Dunkin' Donuts escalates java wars

A Dunkin' Donuts store in Cambridge, Mass.

KAI RYSSDAL: If you're one of those people who can't get enough caffeine, Coke's got the real thing for you. There are reports the soda company is set to announce a new line of premium tea and coffee. It's a business strategy kind of thing. Coffee sales have become so central to some restaurant chains that all the beverage giants are thinking big.

East Coast-based Dunkin' Donuts is planning to triple the number of its stores. And a certain Seattle-based coffee specialist has its own expansion plans.
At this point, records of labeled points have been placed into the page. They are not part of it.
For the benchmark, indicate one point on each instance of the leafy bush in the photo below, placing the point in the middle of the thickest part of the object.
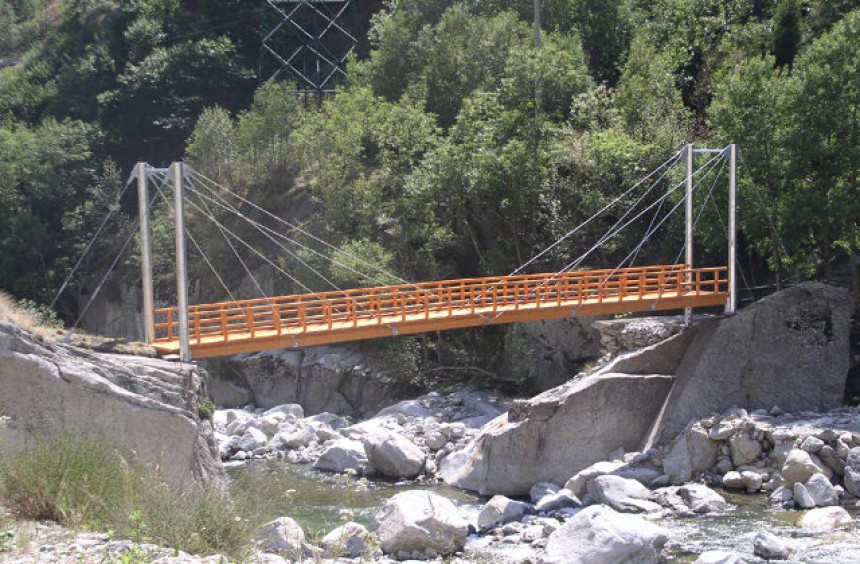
(86, 482)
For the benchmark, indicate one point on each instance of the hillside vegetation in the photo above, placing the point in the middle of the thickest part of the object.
(436, 158)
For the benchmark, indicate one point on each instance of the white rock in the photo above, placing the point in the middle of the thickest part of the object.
(733, 481)
(751, 480)
(393, 455)
(825, 519)
(344, 454)
(802, 497)
(252, 439)
(851, 479)
(559, 500)
(798, 467)
(435, 440)
(718, 557)
(419, 520)
(622, 494)
(578, 484)
(702, 499)
(744, 449)
(293, 409)
(348, 540)
(770, 547)
(501, 509)
(822, 491)
(542, 489)
(599, 534)
(783, 496)
(283, 536)
(811, 444)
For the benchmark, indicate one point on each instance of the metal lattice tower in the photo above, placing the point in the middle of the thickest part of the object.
(310, 41)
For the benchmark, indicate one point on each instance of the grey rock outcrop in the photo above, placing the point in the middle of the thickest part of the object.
(543, 354)
(142, 405)
(419, 521)
(789, 349)
(558, 433)
(621, 494)
(501, 509)
(393, 455)
(343, 455)
(770, 547)
(340, 379)
(349, 540)
(283, 536)
(597, 534)
(825, 519)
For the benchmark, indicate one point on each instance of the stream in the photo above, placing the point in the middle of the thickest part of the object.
(319, 502)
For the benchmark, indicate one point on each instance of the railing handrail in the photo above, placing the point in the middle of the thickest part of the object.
(298, 311)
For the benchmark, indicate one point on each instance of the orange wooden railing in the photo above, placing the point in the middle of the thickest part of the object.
(439, 301)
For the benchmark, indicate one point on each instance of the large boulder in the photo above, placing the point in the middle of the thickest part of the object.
(393, 455)
(147, 406)
(826, 518)
(501, 509)
(343, 455)
(282, 536)
(852, 472)
(541, 354)
(340, 379)
(599, 535)
(692, 453)
(558, 433)
(621, 494)
(349, 540)
(419, 521)
(789, 349)
(799, 467)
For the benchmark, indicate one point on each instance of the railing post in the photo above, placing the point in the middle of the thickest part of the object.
(145, 254)
(731, 304)
(688, 228)
(178, 170)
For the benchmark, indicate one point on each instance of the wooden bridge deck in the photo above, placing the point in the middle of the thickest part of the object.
(367, 313)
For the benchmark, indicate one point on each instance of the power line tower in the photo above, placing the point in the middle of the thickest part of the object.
(309, 42)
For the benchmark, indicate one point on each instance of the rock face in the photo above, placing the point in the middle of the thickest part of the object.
(334, 378)
(419, 521)
(543, 354)
(394, 455)
(557, 433)
(789, 349)
(600, 535)
(143, 405)
(282, 536)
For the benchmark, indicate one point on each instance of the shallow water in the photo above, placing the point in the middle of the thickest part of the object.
(320, 501)
(735, 531)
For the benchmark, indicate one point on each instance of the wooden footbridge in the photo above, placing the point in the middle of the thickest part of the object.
(315, 318)
(350, 315)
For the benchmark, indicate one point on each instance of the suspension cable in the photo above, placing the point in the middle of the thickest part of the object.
(89, 246)
(193, 240)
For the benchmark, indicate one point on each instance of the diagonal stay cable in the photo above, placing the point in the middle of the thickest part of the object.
(269, 233)
(297, 228)
(263, 228)
(193, 240)
(89, 246)
(119, 255)
(768, 212)
(669, 163)
(632, 254)
(608, 236)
Makes you wonder how much more coffee Americans can drink. Marketplace's Steve Tripoli set out to discover where our caffeine craving taps out.


STEVE TRIPOLI: There's a coffee war on. Dunkin' Donuts wants to go from 4,400 stores to 15,000 in a decade. Starbuck's already has 12,000 and is aiming for 30,000 stores in 10 years.
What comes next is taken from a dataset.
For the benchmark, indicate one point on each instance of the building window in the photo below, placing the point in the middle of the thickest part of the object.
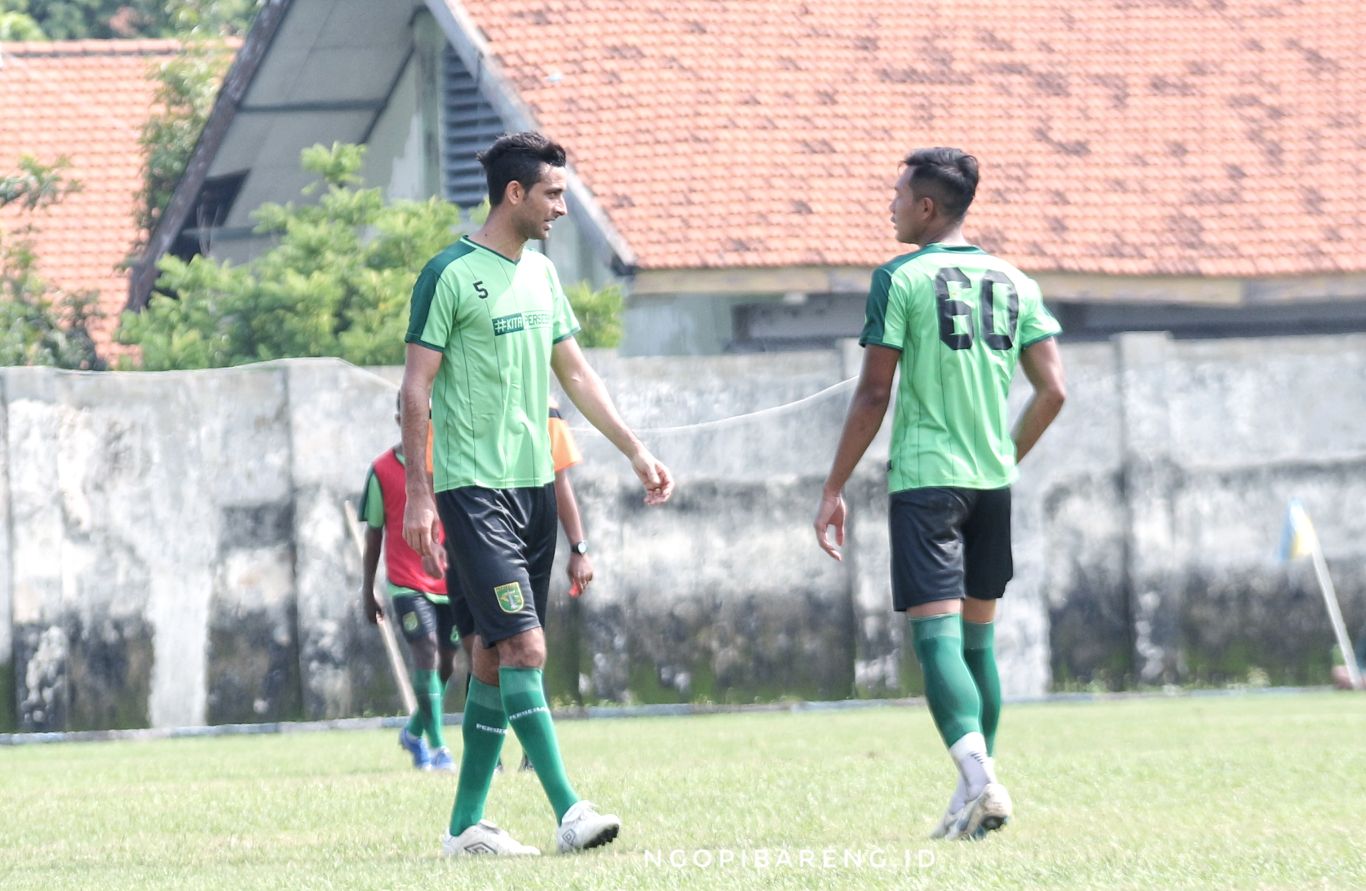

It's not all about Starbuck's for Dunkin'. But the message is clear when Dunkin's John Gilbert describes his chain's target customer.
JOHN GILBERT:"They really don't care about wi-fi and couches."
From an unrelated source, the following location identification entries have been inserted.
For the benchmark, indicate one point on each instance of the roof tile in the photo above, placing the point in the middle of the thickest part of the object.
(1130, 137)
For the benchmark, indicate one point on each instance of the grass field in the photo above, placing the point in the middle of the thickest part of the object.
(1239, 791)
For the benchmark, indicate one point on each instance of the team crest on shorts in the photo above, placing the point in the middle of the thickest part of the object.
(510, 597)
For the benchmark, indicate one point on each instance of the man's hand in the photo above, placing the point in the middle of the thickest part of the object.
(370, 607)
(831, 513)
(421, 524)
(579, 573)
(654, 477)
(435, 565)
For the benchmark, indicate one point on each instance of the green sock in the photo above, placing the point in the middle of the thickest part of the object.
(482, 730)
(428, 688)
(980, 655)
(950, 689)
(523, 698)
Guess who's known for in-store wi-fi connections and comfy couches.

GILBERT:"We're kind of a solution for consumers who have needs beyond just energy, but don't have enough time to get out of the car to get a sandwich."

Starbuck's isn't known for Dunkin'-style drive-through windows either.

GILBERT: "It's not about a burger occasion, it's about something that just keeps 'em going for another 2-3 hours."

If you're keeping score, that one's aimed at the Golden Arches and its ilk. Burger King and McDonald's are pushing their own specialty coffees these days.

Industry analyst David Henkes of Technomic Inc. says Dunkin's main battleground is on Starbuck's turf.

DAVID HENKES:"The growth opportunity's in that "PM snack." They're really trying to move themselves further into an area that Starbuck's has already done a good job of capturing."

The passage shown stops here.